Pelo menos seis estados introduziram legislação para combater o aumento e a vigilância dos preços, de acordo com o Sindicato Internacional dos Trabalhadores Comerciais e Alimentares (UFCW). Anúncio de 30 segundos Para espalhar a palavra sobre a ameaça.

Não está claro quantos supermercados estão realmente utilizando o monitoramento de preços nas lojas, mas uma das razões pelas quais os legisladores consideram que novas leis são necessárias é porque desejam antecipar-se à prática antes que ela se torne comum.

“Este projeto de lei é na verdade muito simples: se duas pessoas comprarem o mesmo item na mesma loja, elas deverão pagar o mesmo preço”, disse a deputada estadual de Washington Mary Fosse em um comunicado enviado por e-mail.

“Os grandes retalhistas estão a investir em IA, algoritmos e sistemas de dados que podem alterar os preços instantaneamente, individual e secretamente”, acrescentou Fosse. “Precisamos acabar com a fraude nos nossos registos antes que estas práticas se tornem a norma. A tecnologia deve servir os trabalhadores e os consumidores, e não explorá-los.”

A administração Biden lançou uma investigação sobre preços de vigilância em 2024, com a presidente da FTC, Lina Khan, lançando um estudo sobre como isso poderia prejudicar os consumidores americanos. Mas depois que o presidente Donald Trump assumiu o cargo em 2025, a sua administração interrompeu o estudo.

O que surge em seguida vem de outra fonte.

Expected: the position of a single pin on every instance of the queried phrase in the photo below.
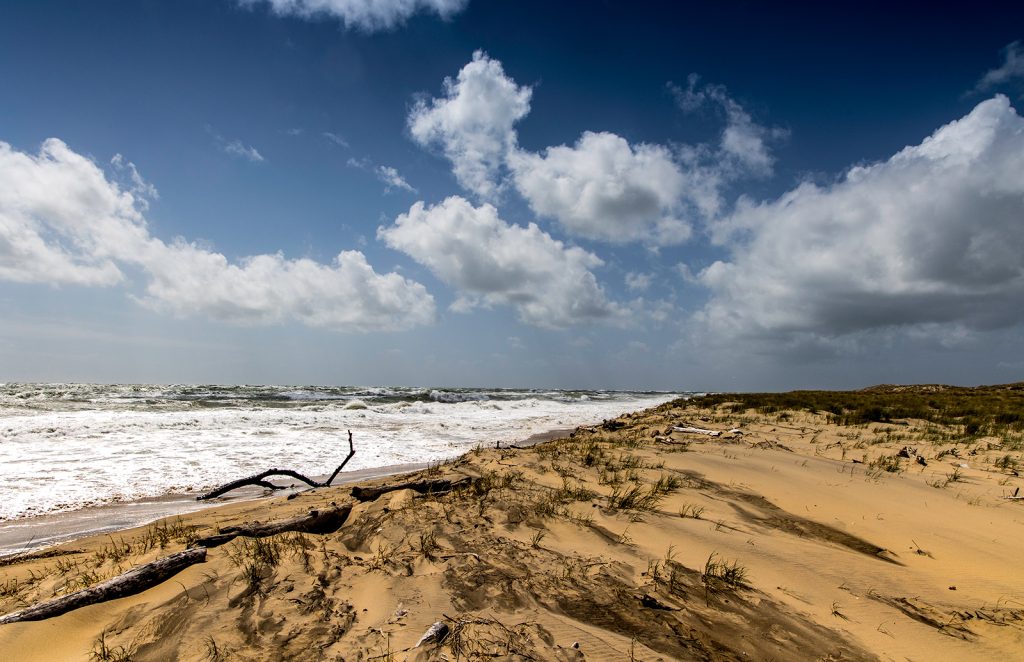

O aumento do preço dos alimentos é muito impopular. Um dos exemplos mais famosos foi quando a Wendy’s discutiu a possibilidade de a introduzir em 2025. Em apenas alguns dias, a reacção tornou-se tão severa que a empresa recusou sequer considerar a ideia, apesar das evidências muito claras de que estava a praticar preços dinâmicos. O CEO da rede de restaurantes chegou a dizer na teleconferência que “começaremos a testar recursos mais avançados, como preços dinâmicos”.

Os consumidores hoje em dia são extremamente sensíveis aos preços dos alimentos e, numa economia que dá prioridade aos preços das acções e a Wall Street, não é de admirar que as pessoas tenham dificuldades.

“Os americanos estão sofrendo uma crise de acessibilidade, e os membros do UFCW veem a dor em seus rostos toda vez que entram em um supermercado”, disse o presidente internacional do UFCW, Milton Jones, em comunicado ao Gizmodo. “Nossos próprios membros sentem isso quando fazem compras para suas famílias.”

“Estamos lançando esta campanha nacional para impedir que as empresas possam alterar seus preços diante de seus olhos só porque você mora no CEP errado ou é pai pela primeira vez. Estamos orgulhosos de trabalhar com autoridades eleitas em todo o país para liderar a luta por alimentos acessíveis e bons empregos, porque é isso que nossos membros desejam.